In the end, email security is not about teaching users to do the right thing because humans will always be the weakest link. With a cleverly designed email attack, a majority of the targeted recipients will become victims. However, this also shows that we have arrived at an end-of-life for many traditional security technologies, whether spam engines (that look for offending keywords, such as “viagra”) or blacklist-based phishing detectors (that look for known bad URLs — which the clever criminals avoid using, of course.) These solutions can’t stop sophisticated email attacks, and cyber criminals know it.

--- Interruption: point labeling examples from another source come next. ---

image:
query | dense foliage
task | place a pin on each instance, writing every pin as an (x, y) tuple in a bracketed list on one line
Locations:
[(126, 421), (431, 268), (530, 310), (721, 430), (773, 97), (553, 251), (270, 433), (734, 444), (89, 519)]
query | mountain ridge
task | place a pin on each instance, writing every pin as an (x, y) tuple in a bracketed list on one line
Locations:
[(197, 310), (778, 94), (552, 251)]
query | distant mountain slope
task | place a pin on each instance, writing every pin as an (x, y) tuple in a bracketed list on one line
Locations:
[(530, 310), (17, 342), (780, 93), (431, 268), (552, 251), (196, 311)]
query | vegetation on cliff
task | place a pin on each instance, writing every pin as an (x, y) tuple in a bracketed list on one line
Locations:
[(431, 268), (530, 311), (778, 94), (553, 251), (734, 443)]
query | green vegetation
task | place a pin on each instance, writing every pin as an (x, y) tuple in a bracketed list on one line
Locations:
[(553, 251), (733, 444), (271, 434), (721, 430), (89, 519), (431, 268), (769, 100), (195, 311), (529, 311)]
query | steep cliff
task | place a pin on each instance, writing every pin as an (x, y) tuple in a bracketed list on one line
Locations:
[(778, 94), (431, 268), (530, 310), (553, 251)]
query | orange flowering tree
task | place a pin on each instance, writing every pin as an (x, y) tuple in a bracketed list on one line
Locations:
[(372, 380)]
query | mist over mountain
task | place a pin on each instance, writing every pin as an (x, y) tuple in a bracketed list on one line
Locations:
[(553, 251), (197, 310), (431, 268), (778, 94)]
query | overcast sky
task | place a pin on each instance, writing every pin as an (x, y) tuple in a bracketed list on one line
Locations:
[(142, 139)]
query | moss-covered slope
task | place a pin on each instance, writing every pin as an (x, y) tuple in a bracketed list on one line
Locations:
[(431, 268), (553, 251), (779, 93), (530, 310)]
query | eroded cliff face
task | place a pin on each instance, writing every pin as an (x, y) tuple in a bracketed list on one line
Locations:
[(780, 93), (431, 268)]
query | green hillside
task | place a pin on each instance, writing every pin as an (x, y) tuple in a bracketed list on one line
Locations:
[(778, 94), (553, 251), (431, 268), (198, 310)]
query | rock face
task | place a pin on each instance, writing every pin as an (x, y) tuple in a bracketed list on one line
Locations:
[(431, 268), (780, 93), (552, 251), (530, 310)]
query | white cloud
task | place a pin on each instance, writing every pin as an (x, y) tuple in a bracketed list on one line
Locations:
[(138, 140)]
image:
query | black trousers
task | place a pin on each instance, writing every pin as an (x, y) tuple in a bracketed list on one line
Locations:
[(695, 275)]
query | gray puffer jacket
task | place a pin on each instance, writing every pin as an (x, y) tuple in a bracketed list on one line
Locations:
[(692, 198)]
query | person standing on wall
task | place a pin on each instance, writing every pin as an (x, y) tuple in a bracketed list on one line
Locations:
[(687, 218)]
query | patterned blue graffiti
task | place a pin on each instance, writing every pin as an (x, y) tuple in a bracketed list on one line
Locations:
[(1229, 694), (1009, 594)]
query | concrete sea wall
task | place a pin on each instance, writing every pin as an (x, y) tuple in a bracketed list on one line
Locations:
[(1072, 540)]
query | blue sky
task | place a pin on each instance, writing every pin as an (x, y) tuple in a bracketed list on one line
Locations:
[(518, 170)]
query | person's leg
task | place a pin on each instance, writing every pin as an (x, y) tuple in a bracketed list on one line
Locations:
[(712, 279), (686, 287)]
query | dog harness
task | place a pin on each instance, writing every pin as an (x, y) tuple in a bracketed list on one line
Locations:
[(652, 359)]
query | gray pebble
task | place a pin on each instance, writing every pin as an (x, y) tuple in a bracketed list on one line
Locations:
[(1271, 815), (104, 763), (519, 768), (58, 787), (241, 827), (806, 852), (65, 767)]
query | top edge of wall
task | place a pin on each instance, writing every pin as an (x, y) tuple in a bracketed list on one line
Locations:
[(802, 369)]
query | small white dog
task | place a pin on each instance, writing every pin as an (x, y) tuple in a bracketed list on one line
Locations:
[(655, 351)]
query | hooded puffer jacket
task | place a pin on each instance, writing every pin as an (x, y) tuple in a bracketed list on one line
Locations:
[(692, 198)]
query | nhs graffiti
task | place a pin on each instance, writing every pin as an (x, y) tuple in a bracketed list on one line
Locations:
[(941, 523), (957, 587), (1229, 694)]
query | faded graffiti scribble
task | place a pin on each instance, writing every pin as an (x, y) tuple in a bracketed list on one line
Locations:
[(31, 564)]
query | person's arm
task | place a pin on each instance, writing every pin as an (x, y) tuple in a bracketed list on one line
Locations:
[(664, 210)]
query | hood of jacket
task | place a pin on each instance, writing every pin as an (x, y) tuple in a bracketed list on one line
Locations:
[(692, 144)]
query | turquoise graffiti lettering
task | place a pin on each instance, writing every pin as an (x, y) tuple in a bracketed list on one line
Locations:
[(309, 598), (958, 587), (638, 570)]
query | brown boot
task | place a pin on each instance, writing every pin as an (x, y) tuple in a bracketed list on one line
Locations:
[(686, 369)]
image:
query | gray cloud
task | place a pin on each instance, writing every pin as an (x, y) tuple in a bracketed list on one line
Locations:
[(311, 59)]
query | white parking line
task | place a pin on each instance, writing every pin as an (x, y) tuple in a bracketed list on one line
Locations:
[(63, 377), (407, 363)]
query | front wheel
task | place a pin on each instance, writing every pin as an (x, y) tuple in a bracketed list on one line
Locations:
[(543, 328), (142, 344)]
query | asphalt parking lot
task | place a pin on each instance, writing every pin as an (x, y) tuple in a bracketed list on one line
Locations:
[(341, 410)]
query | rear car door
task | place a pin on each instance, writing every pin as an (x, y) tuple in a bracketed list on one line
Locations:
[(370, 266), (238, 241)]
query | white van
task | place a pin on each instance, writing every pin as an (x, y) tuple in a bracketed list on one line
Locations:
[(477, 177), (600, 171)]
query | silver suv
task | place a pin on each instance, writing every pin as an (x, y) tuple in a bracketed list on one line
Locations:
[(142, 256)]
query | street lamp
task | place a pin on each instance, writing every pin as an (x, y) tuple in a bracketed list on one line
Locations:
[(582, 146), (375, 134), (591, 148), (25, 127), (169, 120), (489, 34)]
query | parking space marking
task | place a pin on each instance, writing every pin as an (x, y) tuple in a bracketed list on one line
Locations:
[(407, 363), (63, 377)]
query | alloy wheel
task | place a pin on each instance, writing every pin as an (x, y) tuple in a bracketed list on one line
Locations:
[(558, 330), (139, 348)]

Instead, we need to usher in a new era of security technologies that are automated “guardian angels” to all recipients of a protected organization, and which identify risk not by detecting “known bad” (whether senders, URLs or attachments) but by determining whether an email would be deceptive to the recipient. Gizmodo provides a good example of such an email: it comes from a stranger that the recipient has no reason to trust, but which has a display name that suggests the identity of a trusted party. This discrepancy is the most dangerous of them all, because it corresponds to a risk of being deceived. New security countermeasures that deploy artificial perception methods — which identify how the recipient is likely to perceive the email — can make a difference.